RIM co-CEO sees no threat from iPhone | MacMinute News

RIM co-CEO sees no threat from iPhone | MacMinute News:

A story out of Reuters today reports that Research In Motion’s co-CEO said in an interview that Apple’s iPhone doesn’t pose any threat to the company’s consumer-geared BlackBerry Pearl.

This also in: Mercedes isn’t threatened by Porsche’s new Cayman.

Most of the time, these two devices couldn’t be more different. They are geared for completely different markets.
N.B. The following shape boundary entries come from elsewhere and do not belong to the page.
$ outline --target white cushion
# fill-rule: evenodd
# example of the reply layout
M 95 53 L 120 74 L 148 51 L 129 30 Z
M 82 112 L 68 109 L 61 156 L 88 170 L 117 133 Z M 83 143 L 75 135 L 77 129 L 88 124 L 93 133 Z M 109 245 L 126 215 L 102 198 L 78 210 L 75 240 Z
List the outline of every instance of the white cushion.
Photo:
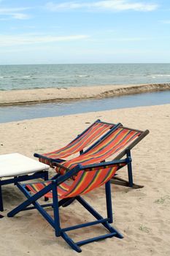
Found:
M 49 169 L 49 166 L 18 153 L 0 155 L 0 178 Z

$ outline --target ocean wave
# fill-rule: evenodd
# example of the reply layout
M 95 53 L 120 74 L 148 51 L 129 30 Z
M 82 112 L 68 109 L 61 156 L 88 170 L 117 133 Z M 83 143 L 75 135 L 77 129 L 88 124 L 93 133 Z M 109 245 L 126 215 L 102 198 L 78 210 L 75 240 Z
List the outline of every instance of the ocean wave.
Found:
M 76 78 L 90 78 L 90 75 L 76 75 Z

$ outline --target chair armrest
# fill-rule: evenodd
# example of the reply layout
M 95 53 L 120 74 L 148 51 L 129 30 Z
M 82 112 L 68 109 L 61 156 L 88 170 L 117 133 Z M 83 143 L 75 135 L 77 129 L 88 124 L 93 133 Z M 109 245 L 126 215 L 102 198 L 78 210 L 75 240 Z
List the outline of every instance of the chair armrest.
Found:
M 124 159 L 119 159 L 119 160 L 112 160 L 109 162 L 102 162 L 98 164 L 93 164 L 93 165 L 80 165 L 80 170 L 85 170 L 85 171 L 89 171 L 89 170 L 99 170 L 99 169 L 104 169 L 104 168 L 108 168 L 114 166 L 124 166 L 128 164 L 129 164 L 131 162 L 131 158 L 130 157 Z

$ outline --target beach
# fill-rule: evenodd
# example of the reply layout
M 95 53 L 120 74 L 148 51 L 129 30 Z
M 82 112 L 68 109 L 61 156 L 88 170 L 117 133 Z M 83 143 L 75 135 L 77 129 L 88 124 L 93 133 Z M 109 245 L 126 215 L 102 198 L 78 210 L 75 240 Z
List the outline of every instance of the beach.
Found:
M 6 98 L 4 102 L 12 102 L 12 97 L 8 97 L 9 101 Z M 170 104 L 0 124 L 1 154 L 18 152 L 34 158 L 34 152 L 46 153 L 66 145 L 98 118 L 150 130 L 150 134 L 132 150 L 134 181 L 144 187 L 132 189 L 112 184 L 112 225 L 124 238 L 107 238 L 82 246 L 81 255 L 169 255 Z M 50 169 L 50 174 L 53 172 Z M 126 167 L 120 170 L 119 176 L 127 178 Z M 8 218 L 7 212 L 25 197 L 12 184 L 4 186 L 2 189 L 4 217 L 0 219 L 1 256 L 77 255 L 62 238 L 55 236 L 51 226 L 36 210 L 20 212 Z M 101 215 L 106 214 L 104 187 L 90 192 L 84 198 Z M 85 219 L 92 219 L 78 203 L 61 208 L 63 226 L 82 223 Z M 72 238 L 83 240 L 104 232 L 102 227 L 88 227 L 72 232 Z
M 96 86 L 0 91 L 0 106 L 101 99 L 153 91 L 170 91 L 170 83 Z

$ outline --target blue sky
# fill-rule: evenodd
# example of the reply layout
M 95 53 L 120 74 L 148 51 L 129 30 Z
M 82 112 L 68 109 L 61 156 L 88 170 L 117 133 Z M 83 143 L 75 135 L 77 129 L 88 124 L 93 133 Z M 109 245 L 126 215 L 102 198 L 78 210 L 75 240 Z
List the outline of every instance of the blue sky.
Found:
M 169 0 L 0 0 L 0 64 L 169 63 Z

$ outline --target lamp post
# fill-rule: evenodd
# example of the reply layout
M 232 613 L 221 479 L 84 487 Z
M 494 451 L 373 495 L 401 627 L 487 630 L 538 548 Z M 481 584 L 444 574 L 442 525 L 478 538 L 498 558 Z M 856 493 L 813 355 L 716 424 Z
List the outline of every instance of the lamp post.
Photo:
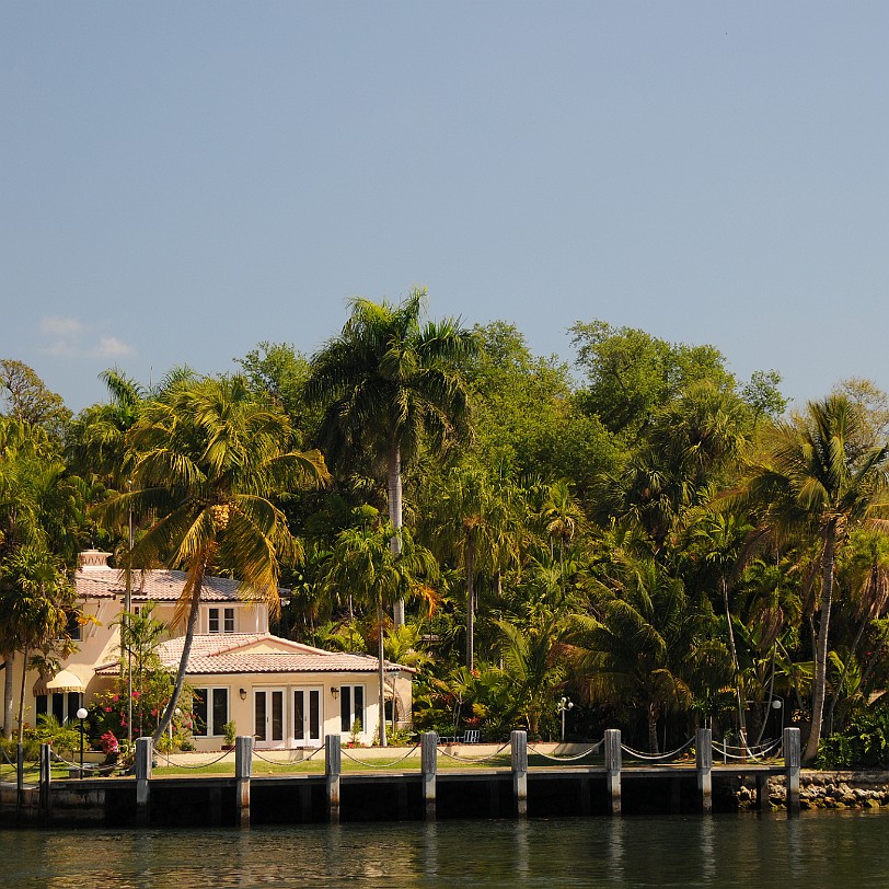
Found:
M 565 743 L 565 714 L 574 707 L 574 701 L 563 697 L 558 702 L 558 712 L 562 714 L 562 743 Z
M 83 780 L 83 720 L 86 718 L 86 708 L 81 707 L 77 712 L 77 718 L 80 719 L 80 778 Z

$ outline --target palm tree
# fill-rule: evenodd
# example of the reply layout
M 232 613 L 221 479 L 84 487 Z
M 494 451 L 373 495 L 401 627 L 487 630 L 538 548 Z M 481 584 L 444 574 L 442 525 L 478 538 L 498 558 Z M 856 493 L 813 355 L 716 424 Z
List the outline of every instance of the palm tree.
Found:
M 434 576 L 437 565 L 428 550 L 414 546 L 406 531 L 379 523 L 376 510 L 365 508 L 356 513 L 360 523 L 337 534 L 327 582 L 355 590 L 359 600 L 377 609 L 378 730 L 380 747 L 385 747 L 384 608 L 417 592 L 420 575 Z M 391 546 L 393 535 L 400 538 L 397 547 Z
M 389 521 L 402 527 L 402 465 L 422 441 L 442 450 L 467 434 L 469 395 L 458 362 L 476 351 L 476 339 L 459 320 L 420 323 L 426 290 L 400 304 L 351 302 L 339 336 L 311 361 L 310 401 L 325 407 L 320 440 L 337 467 L 357 458 L 386 478 Z M 401 538 L 393 533 L 396 552 Z M 396 603 L 395 624 L 404 623 Z
M 475 579 L 481 567 L 501 573 L 518 557 L 519 524 L 508 484 L 495 486 L 477 466 L 454 466 L 432 487 L 430 536 L 454 556 L 466 579 L 466 668 L 475 669 Z
M 185 642 L 170 702 L 154 740 L 170 725 L 185 681 L 204 578 L 226 568 L 244 594 L 279 608 L 279 561 L 300 546 L 267 497 L 326 478 L 318 451 L 290 449 L 282 411 L 259 403 L 241 377 L 186 383 L 146 405 L 127 436 L 136 454 L 135 488 L 104 510 L 114 520 L 132 509 L 158 517 L 129 554 L 129 564 L 162 562 L 186 573 L 175 620 Z
M 763 530 L 817 544 L 821 613 L 815 650 L 812 725 L 804 761 L 818 753 L 827 691 L 828 643 L 838 550 L 864 522 L 879 530 L 887 507 L 889 447 L 863 447 L 862 414 L 844 395 L 809 402 L 803 416 L 769 430 L 746 494 L 763 506 Z
M 611 574 L 594 591 L 587 688 L 593 701 L 644 707 L 648 750 L 657 753 L 658 719 L 692 701 L 684 673 L 694 654 L 697 615 L 682 581 L 653 558 L 617 552 Z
But I think it is very naive to think that the iPhone will not cannibalize the entire market that wants a media-rich device that is easy to use and elegant. The BlackBerry consumer line lacks the cachet of the iPhone, and always will without significant re-investment in a consumer line of devices, which RIM will not do or seems wisely unwilling to do. The Pearl line is supposed to be individual-friendly, and provide solid messaging for the masses. But their software is clumsy, their user interface passé and dull, or completely confusing depending on who you ask, and the complete lack of real media capabilities on the entire BlackBerry line will hamstring them in the consumer market.

To be more clear—I feel strongly that RIM knows full well that they cannot continue to make handsets forever. They know that need to get out of the hardware business, and focus instead of infrastructure and software to move email the way they do.

Every other competitor they have is going this route, and they are going to start winning with more variety in devices. If RIM plays this right, they can continue to dominate the mobile email space without lifting a single handset above their heads.

Apple, iPhone, and Helio

There is a lot of talk right now about Apple possibly working with an MVNO called Helio. Most recently I saw something on MobHappy about this very topic.

But this would mean that the iPhone would be using CDMA. The Helio MVNO is using Sprint’s CDMA network. Therefore, no 3G. No global roaming. No portability.

If this is the case, I’ll be sticking with Nokia and Sony Ericsson.